A week ago I returned from the 2008 CFI Student Leadership Conference. Lasting from Thursday evening until Sunday at noon, the conference saw a wide variety of lectures, discussions, and activities. Saturday and Sunday in particular were filled with information useful to leaders of community and campus groups. The three other officers of the IU Secular Alliance who attended and I will have plenty to work on and discuss before September brings about the return of the student body.
Although there were a lot of positive things I could write about (the discussion on representation and diversity could warrant a blog of its own), I felt like there was one leftover thought from Friday's sessions that I needed to exorcise, a thought that briefly came up today during a "Russell's Tea Party" here in Bloomington.

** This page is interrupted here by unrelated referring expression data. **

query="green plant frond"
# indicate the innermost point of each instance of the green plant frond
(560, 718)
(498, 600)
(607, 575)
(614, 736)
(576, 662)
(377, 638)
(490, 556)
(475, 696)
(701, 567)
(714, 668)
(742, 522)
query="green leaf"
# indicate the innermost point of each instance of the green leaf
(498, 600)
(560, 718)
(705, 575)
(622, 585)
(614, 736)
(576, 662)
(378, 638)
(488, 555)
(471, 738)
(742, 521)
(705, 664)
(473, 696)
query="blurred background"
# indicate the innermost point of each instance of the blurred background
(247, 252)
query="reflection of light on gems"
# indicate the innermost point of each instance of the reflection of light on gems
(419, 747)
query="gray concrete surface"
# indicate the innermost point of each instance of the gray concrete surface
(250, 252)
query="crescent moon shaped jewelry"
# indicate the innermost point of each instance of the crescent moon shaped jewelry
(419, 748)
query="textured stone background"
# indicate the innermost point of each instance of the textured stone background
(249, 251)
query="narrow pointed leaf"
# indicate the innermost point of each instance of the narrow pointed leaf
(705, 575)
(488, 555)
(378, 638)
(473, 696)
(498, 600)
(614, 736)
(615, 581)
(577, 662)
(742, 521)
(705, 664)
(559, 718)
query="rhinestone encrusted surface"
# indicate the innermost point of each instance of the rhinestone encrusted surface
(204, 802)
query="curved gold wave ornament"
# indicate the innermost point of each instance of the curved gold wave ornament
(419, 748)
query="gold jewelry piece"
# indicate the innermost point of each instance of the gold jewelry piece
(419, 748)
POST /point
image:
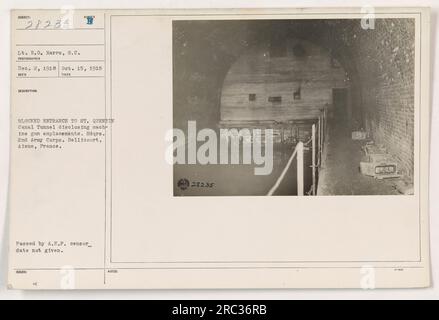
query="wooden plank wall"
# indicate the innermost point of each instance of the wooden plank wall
(256, 73)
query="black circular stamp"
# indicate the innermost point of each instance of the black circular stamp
(183, 184)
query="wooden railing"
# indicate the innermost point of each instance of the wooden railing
(317, 143)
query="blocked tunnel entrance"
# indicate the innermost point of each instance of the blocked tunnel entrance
(285, 76)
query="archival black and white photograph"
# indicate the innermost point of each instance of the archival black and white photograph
(294, 107)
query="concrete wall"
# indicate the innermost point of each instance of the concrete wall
(258, 73)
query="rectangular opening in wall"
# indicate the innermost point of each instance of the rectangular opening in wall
(275, 99)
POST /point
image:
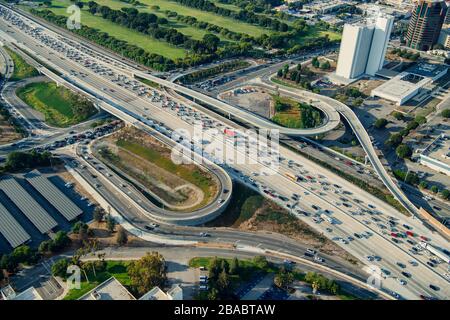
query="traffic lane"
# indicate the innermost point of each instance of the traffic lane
(146, 204)
(283, 244)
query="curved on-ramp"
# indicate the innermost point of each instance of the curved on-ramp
(331, 107)
(363, 138)
(332, 118)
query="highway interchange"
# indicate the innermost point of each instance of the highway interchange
(325, 191)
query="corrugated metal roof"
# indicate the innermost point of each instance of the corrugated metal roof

Despite reminders throughout the weekend that the conference was not an atheist conference, during the Friday sessions there was an inordinate amount of war rhetoric, sometimes subtle and sometimes plainly stated in the "us vs them" terms of allies and enemies. I'm certainly sympathetic to the notion that we are engaged in a culture war, but as advocates for a democratic process and reasonable debate, the metaphor seems like an inappropriate way for us to characterize the relationship. Do we really want to play the role of religion's adversary? Is the purpose of the skeptical/secular community to be simply critics and fact-checkers?
I think we have more to offer. We possess the narrative that relates us to our world, and it's not simply a narrative of facts, its a narrative about how we know what we know, about how we are constantly able to learn more, and about how anyone, anywhere, can expand our knowledge about ourselves.
As critics and antagonists, a number of our voices are failing because they speak without listening. Not a small percentage of vocal atheists have a tendency to define the terms of religion for the religious and ignore the many different forms of belief. Just as creationism varies from YEC to Deism, even the various traditions of a single religion like Christianity runs from those who believe they know their god's will to those who treat religion as a learning experience. When some atheists insist that religion is purely dogmatic or based on blind faith alone, it leaves out the many believers for whom naturalism and debates with nonbelievers are means toward understanding their god and our place in creation, and it leaves out those who have had deeply moving personal experiences.
To avoid such strawmen, we need to let the religious be in charge of their own definitions. We need to become aware of the disagreements between theists and begin our work there. The most important questions we can ask are "how do you know this?" and "how would you know if you are wrong?" More likely than convincing believers to deconvert is the possibility that we can convince believers that they can gain a better understanding of their religion if they adopt an improved method of verification. Contemporary disagreements show that the problem of communication isn't just an abstract proof, it's something religious groups and individuals struggle with daily. It's at the very heart of the translation issues that divides denominations and keeps grammars in Biblical Hebrew in stock at Christian bookstores.
In fact, that's a prime example of an area where we can do better. Everyday people are interested in learning more about the life of Jesus and early Christian history. This has spurred The Da Vinci Code and the many books that debunk it into the bestseller lists. With all of the multiple theories put forward, one can't help but find some common ground with any particular individual, no matter what they believe: at least some version of the Jesus story must be false in their view. The question is how they determine which are false and which are true and why their preferred theory passes those tests.
In American education, there has long been an on-and-off focus on constructivism: the concept that complex ideas aren't memorized so much as they are reconstructed within the mind of an individual student as they become familiar with the evidence and continuously evaluate the idea. In a constructivist's classroom, students are treated less as robots being fed code and more like miniature scientists set on the task of demonstrating some claim. It shifts the instructional focus from "ix X right?" to "how could we know X?" Many of the topics that come up in a religious debate are best served by the constructivist approach, especially as neither side typically has access to all of the data. We cannot show that Jesus never existed (if we even wanted to), but we can help show that if we accept the evidence for a life of Jesus as described in the Gospels it would lead us to criteria that demand we accept many other claims about the ancient and modern worlds that many Christians would be reluctant to accept.
Of course, this approach has the possibility of appearing smarter-than-thou, as if we are educators and possess all the answers. But this is a misunderstanding of both education and our position (albeit not a misunderstanding held by believers alone). We do not have the answers and never will. Skepticism isn't founded on statements like "Bigfoot doesn't exit" or "remote viewing is bullshit." Modern skepticism is about questioning the validity of the processes and reasoning that lead to claims and the acknowledgment that human psychology is predisposed to think irrationally without safeguards. A war narrative seems inappropriate for what should be a negotiation between multiple voices in a secular, democratic state. We are not here to combat the religious. We are here to show how effective homespun science is uncovering reality.